Giuseppe Peano went to Turin in 1870 for his secondary schooling, and in 1876, he entered the University of Turin. Peano continued to study pure mathematics, despite the fact that the rest of his classmates had switched to engineering after three years. Peano graduated as doctor of mathematics in 1880.
Peano joined the staff at the University of Turin in 1880. He published his first mathematical paper in 1880 and 3 more papers the following year. Peano was appointed assistant to Genocchi, who quite old and in relatively poor health, and so Peano took over some of his teaching.
In 1884, Genocchi published a book based on his lectures at Turin. This book, Course in Infinitesimal Calculus, was edited by Peano and contains much written by Peano himself.
Peano received his qualification to be a university professor in December 1884, and he continued to teach further courses, including some for Genocchi. Genocchi died in 1889, and in 1890 Peano was offered his post.
In 1886, Peano proved that if f(x,y) is continuous then the first order differential equation dy/dx = f(x,y) has a solution. The existence of solutions with
stronger hypothesis on functions had been given earlier by Cauchy, and then Lipschitz. Four years later Peano showed that the solutions were not unique, giving as an
example the differential equation dy/dx=3y2/3, with y(0) = 0.
In addition to his teaching at the University of Turin, Peano began lecturing at the Military Academy in Turin in 1886. The following year he published a method for solving systems of linear differential equations using successive approximations. In 1888, Peano published the book Geometrical Calculus, which begins with a chapter on mathematical logic. This was his first work on the topic that would play a major role in his research over the next few years. This book contains the first definition of a vector space given with a remarkably modern notation and style.
In 1889, Peano published his famous axioms, called the Peano axioms, which defined the natural numbers in terms of sets. These were published in a pamphlet which were at once a landmark in the history of mathematical logic and of the foundations of mathematics.
Peano also invented space-filling curves in 1890. It had been thought that such curves could not exist. Hausdorff wrote of Peano's result "This is one of the most remarkable facts of set theory".
In 1891 Peano founded a journal devoted mainly to logic and the foundations of mathematics. The first paper in the first part is a 10 page article by Peano summarizing his work on mathematical logic up to that time. Peano also had a great skill in seeing that theorems were incorrect by spotting exceptions.
From around 1892, Peano embarked on a new and extremely ambitious project, namely the Formulario Mathematico . This was intended to be the publication of collections of all the theorems now known that refer to given branches of the mathematical sciences.
In many ways this grand idea marks the end of Peano's extraordinary creative work. It was a project that was greeted with enthusiasm by a few and with little interest by most.
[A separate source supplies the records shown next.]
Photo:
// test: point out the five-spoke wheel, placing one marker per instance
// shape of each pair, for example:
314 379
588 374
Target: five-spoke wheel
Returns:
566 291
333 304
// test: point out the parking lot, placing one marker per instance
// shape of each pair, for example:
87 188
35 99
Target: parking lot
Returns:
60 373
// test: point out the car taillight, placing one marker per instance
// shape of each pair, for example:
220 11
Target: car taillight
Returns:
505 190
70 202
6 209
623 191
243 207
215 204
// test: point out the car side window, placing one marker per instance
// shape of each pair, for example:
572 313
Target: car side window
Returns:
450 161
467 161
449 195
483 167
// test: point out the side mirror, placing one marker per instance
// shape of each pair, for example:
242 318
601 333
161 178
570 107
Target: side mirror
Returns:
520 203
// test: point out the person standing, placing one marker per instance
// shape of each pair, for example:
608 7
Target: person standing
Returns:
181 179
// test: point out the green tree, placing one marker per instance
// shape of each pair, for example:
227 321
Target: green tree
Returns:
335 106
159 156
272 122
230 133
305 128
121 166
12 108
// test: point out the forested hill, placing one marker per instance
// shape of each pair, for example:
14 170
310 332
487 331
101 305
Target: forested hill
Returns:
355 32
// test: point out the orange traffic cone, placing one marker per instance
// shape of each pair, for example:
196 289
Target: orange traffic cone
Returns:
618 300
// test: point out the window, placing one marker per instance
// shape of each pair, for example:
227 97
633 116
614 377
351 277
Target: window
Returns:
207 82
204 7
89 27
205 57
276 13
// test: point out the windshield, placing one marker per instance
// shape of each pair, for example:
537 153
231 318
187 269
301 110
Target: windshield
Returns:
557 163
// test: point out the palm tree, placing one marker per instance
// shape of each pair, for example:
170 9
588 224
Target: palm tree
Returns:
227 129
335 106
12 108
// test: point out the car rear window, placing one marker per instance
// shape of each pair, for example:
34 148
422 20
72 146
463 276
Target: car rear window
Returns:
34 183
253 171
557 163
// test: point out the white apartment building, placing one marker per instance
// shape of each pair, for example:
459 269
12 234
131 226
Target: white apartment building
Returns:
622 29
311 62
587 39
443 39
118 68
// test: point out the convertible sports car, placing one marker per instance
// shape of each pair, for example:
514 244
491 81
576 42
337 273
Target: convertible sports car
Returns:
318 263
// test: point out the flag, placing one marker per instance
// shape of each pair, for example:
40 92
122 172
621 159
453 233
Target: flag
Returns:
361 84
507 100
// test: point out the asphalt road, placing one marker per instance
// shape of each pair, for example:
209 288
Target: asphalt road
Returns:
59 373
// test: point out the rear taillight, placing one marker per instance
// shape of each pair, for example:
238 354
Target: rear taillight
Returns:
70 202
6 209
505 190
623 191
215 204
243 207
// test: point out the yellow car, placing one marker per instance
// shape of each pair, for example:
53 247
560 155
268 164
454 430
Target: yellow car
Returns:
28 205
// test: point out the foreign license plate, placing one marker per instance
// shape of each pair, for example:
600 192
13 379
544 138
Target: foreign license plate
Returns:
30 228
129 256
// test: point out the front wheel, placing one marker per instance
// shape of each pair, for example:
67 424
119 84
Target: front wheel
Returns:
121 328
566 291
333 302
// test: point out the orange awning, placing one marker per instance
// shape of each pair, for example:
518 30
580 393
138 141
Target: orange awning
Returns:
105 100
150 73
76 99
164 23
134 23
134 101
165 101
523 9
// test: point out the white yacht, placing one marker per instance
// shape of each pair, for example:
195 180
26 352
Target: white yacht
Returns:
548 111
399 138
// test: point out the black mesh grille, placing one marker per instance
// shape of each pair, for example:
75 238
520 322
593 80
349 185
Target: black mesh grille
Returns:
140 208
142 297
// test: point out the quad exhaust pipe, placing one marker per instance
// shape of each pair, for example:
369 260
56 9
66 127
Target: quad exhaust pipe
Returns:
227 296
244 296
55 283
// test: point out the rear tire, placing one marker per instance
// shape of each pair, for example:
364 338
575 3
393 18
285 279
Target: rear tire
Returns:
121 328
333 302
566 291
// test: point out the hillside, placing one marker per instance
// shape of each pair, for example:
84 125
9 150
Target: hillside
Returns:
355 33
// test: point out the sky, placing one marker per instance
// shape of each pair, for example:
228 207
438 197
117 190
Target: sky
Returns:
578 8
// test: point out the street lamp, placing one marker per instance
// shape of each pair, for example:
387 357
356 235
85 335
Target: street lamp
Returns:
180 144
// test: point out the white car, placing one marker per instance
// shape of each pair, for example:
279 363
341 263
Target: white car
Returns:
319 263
When the calculus volume of the Formulario Mathematico was published, Peano began to use it for his teaching. This was the disaster that one would expect. Peano, who was a good teacher when he began his lecturing career, became unacceptable to both his students and his colleagues by the style of his teaching. The project was completed in 1908, but although the work contained a mine of information, it was seldom used.
In 1903, Peano expressed interest in finding a universal, or international, language and proposed an artificial language based on Latin but stripped of all grammar. He compiled the vocabulary by taking words from English, French, German and Latin. The final edition of the Formulario Mathematico was written in this code, which is another reason the work was so little used.